Alternatively, depending on your use case you could paste it into a separate file, say lyric_patch.R and load it into whatever you're using it for with source("lyric_patch.R").

Hope this helps!

patch doesn't appear to work anymore, getting this error

get_lyrics_id(song_id = 904479)

Error in section_artist[is.na(section_artist)] <- artist : 
  replacement has length zero

@mulderc

Change these two lines in the patch above and see what you get.

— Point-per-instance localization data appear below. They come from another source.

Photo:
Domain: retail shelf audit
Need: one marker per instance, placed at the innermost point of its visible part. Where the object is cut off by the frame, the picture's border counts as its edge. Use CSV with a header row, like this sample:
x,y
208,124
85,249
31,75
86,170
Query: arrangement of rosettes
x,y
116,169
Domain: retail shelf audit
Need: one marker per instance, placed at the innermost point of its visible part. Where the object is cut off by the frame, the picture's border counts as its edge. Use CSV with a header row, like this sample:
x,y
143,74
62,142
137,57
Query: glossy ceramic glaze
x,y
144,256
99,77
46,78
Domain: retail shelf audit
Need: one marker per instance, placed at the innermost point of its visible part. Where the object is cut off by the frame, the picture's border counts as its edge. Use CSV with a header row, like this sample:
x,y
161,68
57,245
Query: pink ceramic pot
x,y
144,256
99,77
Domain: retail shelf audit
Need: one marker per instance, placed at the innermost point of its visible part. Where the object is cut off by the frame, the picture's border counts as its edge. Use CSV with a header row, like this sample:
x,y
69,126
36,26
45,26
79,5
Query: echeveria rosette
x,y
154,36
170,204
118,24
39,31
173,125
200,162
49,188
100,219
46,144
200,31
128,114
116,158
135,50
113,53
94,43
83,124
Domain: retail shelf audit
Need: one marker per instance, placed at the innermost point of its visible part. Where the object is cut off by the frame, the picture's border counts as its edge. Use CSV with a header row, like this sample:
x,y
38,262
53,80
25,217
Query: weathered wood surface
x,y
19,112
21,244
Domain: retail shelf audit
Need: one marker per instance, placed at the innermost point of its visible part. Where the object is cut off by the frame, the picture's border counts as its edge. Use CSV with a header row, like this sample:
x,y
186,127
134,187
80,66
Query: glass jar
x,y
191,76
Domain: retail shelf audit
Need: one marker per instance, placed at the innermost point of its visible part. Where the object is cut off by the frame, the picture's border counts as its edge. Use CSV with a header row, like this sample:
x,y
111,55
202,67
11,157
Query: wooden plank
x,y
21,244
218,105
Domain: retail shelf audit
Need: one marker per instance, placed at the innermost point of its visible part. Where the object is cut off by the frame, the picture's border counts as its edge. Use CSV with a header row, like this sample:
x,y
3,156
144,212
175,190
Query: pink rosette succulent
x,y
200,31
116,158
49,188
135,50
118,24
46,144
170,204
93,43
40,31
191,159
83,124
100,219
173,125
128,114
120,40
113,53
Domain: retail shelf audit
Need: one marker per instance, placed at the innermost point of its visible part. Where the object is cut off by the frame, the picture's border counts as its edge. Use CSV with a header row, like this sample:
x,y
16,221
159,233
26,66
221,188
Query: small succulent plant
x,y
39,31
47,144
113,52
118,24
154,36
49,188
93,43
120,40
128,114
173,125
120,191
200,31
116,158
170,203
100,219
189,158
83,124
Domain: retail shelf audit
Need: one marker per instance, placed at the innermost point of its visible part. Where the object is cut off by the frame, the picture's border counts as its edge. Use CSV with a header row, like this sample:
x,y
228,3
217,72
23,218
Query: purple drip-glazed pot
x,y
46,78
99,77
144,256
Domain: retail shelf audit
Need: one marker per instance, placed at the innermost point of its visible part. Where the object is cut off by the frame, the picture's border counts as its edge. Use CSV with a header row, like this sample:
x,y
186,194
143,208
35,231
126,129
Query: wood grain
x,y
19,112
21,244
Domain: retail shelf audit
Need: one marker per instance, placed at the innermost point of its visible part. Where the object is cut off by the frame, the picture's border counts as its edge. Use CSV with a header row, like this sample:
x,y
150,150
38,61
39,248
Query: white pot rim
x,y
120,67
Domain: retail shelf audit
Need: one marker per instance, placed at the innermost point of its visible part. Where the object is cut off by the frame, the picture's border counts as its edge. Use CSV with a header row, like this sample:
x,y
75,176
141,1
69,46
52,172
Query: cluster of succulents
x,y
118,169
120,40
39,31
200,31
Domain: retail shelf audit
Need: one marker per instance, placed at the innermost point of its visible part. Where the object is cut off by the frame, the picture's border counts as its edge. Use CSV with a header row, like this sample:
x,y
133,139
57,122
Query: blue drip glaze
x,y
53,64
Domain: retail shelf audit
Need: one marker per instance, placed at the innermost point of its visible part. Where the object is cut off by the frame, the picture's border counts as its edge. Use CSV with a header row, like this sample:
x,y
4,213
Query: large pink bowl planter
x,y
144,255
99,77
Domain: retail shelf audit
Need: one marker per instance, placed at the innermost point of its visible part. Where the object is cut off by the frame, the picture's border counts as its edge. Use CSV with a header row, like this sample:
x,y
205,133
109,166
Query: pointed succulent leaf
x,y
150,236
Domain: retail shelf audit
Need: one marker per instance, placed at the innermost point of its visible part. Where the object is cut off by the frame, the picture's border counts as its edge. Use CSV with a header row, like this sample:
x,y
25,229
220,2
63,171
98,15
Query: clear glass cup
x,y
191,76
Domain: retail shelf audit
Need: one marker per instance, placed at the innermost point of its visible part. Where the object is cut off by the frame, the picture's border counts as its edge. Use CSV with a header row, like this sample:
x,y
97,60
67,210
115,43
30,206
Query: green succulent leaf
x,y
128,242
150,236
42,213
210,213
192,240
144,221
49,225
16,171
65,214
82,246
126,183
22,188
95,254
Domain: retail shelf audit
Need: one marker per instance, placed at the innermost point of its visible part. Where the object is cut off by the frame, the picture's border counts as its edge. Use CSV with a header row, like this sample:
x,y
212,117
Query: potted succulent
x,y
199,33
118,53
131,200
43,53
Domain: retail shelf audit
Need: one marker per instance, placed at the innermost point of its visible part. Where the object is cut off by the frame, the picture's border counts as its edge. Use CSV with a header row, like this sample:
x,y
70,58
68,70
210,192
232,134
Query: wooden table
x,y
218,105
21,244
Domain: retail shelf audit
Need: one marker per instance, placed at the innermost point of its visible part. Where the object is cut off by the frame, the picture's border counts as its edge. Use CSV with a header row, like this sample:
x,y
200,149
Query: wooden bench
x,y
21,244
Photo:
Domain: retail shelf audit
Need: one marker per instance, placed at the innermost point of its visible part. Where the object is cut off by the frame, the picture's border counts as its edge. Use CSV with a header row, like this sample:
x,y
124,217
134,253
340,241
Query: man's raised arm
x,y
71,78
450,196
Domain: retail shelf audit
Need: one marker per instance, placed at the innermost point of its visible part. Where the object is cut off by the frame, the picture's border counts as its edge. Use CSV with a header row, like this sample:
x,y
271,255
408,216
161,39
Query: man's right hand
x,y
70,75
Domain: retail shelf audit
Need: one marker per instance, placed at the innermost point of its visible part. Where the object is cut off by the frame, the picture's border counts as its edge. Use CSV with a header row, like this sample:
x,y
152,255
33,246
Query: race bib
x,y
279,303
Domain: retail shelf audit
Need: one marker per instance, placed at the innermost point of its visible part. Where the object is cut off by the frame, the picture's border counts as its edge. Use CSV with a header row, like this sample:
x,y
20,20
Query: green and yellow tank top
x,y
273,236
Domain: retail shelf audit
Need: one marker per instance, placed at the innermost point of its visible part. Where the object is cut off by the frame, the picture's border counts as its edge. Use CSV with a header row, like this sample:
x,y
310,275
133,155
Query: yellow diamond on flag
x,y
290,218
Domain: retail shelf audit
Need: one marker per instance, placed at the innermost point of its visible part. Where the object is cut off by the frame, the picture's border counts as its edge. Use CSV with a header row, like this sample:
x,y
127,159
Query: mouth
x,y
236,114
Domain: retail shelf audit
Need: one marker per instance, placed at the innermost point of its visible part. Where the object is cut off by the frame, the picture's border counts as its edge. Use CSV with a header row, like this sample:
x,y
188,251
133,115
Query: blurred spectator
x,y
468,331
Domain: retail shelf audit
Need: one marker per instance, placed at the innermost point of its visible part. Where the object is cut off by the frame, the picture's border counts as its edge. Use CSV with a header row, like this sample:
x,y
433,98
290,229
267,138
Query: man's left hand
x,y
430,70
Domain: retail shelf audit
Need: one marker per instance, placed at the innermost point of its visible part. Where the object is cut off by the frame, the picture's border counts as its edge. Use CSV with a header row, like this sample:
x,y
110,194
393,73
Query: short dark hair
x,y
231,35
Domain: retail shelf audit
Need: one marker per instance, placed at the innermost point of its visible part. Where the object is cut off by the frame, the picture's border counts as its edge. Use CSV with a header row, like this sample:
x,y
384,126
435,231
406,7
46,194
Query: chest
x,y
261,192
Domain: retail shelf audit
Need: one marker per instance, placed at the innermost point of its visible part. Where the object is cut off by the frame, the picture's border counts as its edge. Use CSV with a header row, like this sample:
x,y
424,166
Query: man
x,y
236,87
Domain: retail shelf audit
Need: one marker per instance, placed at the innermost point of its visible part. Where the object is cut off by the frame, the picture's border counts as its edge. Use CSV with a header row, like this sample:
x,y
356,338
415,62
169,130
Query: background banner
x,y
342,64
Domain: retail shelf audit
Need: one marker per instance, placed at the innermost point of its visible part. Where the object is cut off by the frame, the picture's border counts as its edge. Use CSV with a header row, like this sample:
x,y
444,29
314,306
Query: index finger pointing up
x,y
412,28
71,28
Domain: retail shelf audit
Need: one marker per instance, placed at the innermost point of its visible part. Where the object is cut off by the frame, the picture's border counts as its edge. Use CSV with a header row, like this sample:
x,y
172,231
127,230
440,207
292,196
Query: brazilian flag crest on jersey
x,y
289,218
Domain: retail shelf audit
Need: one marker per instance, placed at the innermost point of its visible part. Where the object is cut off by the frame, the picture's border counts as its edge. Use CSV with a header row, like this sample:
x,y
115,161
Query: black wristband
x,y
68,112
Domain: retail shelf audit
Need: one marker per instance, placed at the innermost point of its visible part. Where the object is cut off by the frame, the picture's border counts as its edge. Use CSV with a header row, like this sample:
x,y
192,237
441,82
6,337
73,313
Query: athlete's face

Haven't had time to thoroughly check, but I was able to pull lyrics.

song <- session %>% html_nodes(xpath = '//span[contains(@class, "SongHeaderdesktop__")]') %>% html_text(trim = TRUE) artist <- session %>% html_nodes(xpath = '//a[contains(@class, "SongHeaderdesktop__Artist")]') %>% html_text(trim = TRUE)

Changing

SongHeaderVariantdesktop__ -----> SongHeaderdesktop__

closed by #18. thanks everyone! :)

hey guys,

i tried the patch by @MalcolmMashig and the changing of the lines suggested by @morosophist.But it still doesnt work. anyone knows whats up with that :(?

thanks in advance!

This is an old issue but I'm going to post the fix for everyone still struggling with it!
I was facing the same problem as @naddafli and basically you also need to replace this:

artist <- session %>% html_nodes(xpath = '//a[contains(@class, "SongHeaderdesktop__Artist")]') %>% html_text(trim = TRUE)

with this:

artist <- session %>% html_nodes(xpath = '//a[contains(@class, "HeaderArtistAndTracklistdesktop__Artist")]') %>% html_text(trim = TRUE)

Afraid the get_lyrics commands are broken again w.r.t. the artist data - does anyone have a fix? And a way to find out when it will need fixing again? the Genius API pages don't make their changes exactly plain...